Cyclists With Attractive Faces Perform Better
People with attractive physical appearances have their own reserved benefits. Further a new research asserts that riders with attractive faces performed better during the Tour de France.
The findings hint a possibility that we can assess a men's endurance performance by looking at the face.
Erik Postma, an evolutionary biologist at the University of Zurich noted that during the course of human evolution, hunting success and, by extension, feeding a family depended on the ability to chase game for hours and days. "That's why endurance performance was a key evolutionary factor", said Postma in the press release.
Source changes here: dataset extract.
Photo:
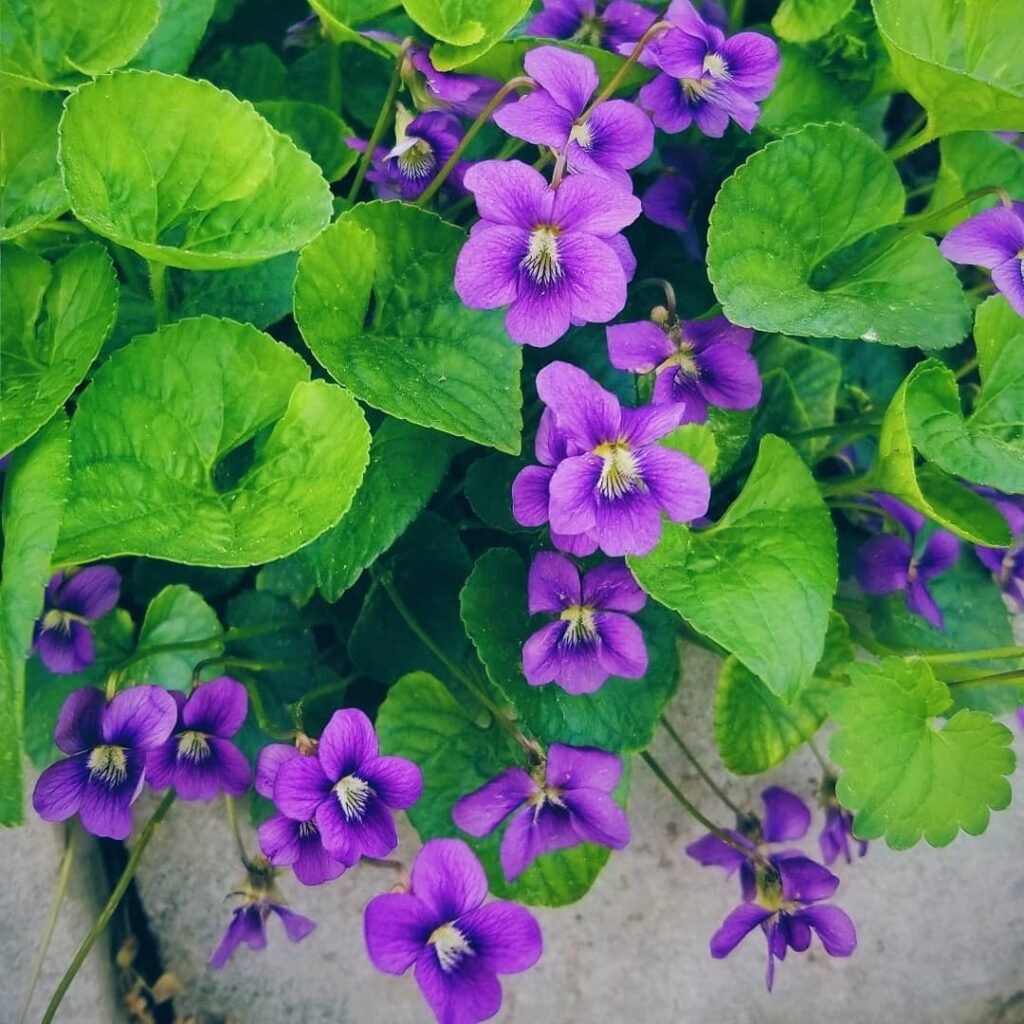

Postma hypothesized that facial attractiveness has evolved to signal and endurance performance. If the hypothesis turns out to be correct, women should find men who are better at performing in terms of endurance particularly.
Researchers tested the hypothesis on participants of the 2012 Tour de France. "The Tour de France is the ultimate test when it comes to endurance performance", explained Postma. Participants were all top fit, there was considerable differences in the performance.
Around 800 people, including men and women, were asked to rate the portraits of 80 participants in terms of facial attractiveness. They were not told how fast the participants really were.
Afterwards, an evolutionary biologist measured the performance of each rider on the basis of the time taken in completing the three times trails and complete race.
"Attractive riders are, therefore, faster", summed up Postma.
"These results are in line with other studies showing that hormones play an important role when assessing potential sexual partners", added Erik Postma from the Institute of Evolutionary Biology and Environmental Studies in the press release.
The study titled "A relationship between attractiveness and performance in professional cyclists" is published in the journal Biology Letters.